Here are some statistics for the standard error estimates:

Min. 1st Qu. Median Mean 3rd Qu. Max.
C1 S Asian 0.00% 0.02% 0.33% 0.52% 0.96% 1.93%
C2 Blch/Cauc 0.00% 0.00% 1.02% 0.79% 1.45% 2.63%
C3 Kalash 0.00% 0.01% 0.40% 0.50% 0.99% 3.76%
C4 SE Asian 0.00% 0.09% 0.37% 0.60% 1.27% 1.92%
C5 SW Asian 0.00% 0.00% 0.60% 0.66% 1.28% 2.90%
C6 Euro 0.00% 0.00% 0.35% 0.56% 1.12% 1.82%
C7 Papuan 0.00% 0.07% 0.22% 0.23% 0.36% 1.08%
C8 NE Asian 0.00% 0.07% 0.36% 0.67% 1.36% 2.45%
C9 Siberian 0.00% 0.08% 0.37% 0.51% 0.82% 2.29%
C10 E Bantu 0.00% 0.00% 0.00% 0.35% 0.72% 1.93%
C11W Afr 0.00% 0.00% 0.00% 0.28% 0.50% 1.51%
C12 E Afr 0.00% 0.00% 0.05% 0.31% 0.60% 1.79%

You can see the mean value of the standard errors per population and realize how many are over 1% (marked in red).
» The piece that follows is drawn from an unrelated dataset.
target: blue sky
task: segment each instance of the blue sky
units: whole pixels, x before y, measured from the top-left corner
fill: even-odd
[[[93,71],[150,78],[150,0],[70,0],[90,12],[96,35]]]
And statistics for bias estimates:

Min. 1st Qu. Median Mean 3rd Qu. Max.
C1 S Asian -1.104% -0.031% 0.000% -0.024% 0.075% 1.026%
C2 Blch/Cauc -0.835% -0.280% -0.009% -0.133% 0.000% 1.049%
C3 Kalash -1.575% 0.000% 0.020% 0.076% 0.147% 0.615%
C4 SE Asian -0.629% -0.021% 0.011% 0.018% 0.087% 0.478%
C5 SW Asian -0.691% -0.094% 0.000% -0.020% 0.035% 0.613%
C6 Euro -0.572% -0.086% 0.000% -0.039% 0.004% 0.468%
C7 Papuan -0.171% 0.008% 0.059% 0.070% 0.120% 0.312%
C8 NE Asian -0.739% 0.000% 0.016% 0.034% 0.107% 0.679%
C9 Siberian -1.044% 0.000% 0.015% 0.035% 0.103% 0.692%
C10 E Bantu -0.412% 0.000% 0.000% -0.007% 0.001% 0.370%
C11 W Afr -0.261% 0.000% 0.000% 0.009% 0.005% 0.304%
C12 E Afr -0.635% 0.000% 0.000% -0.017% 0.010% 0.405%

You can also see the average value of the bias in each ancestral component for each population.

Since the bias is lower than the standard error and distributed around zero, if a large number of samples of a population group have some small percentage of an ancestral component, the likelihood of that not being noise is higher.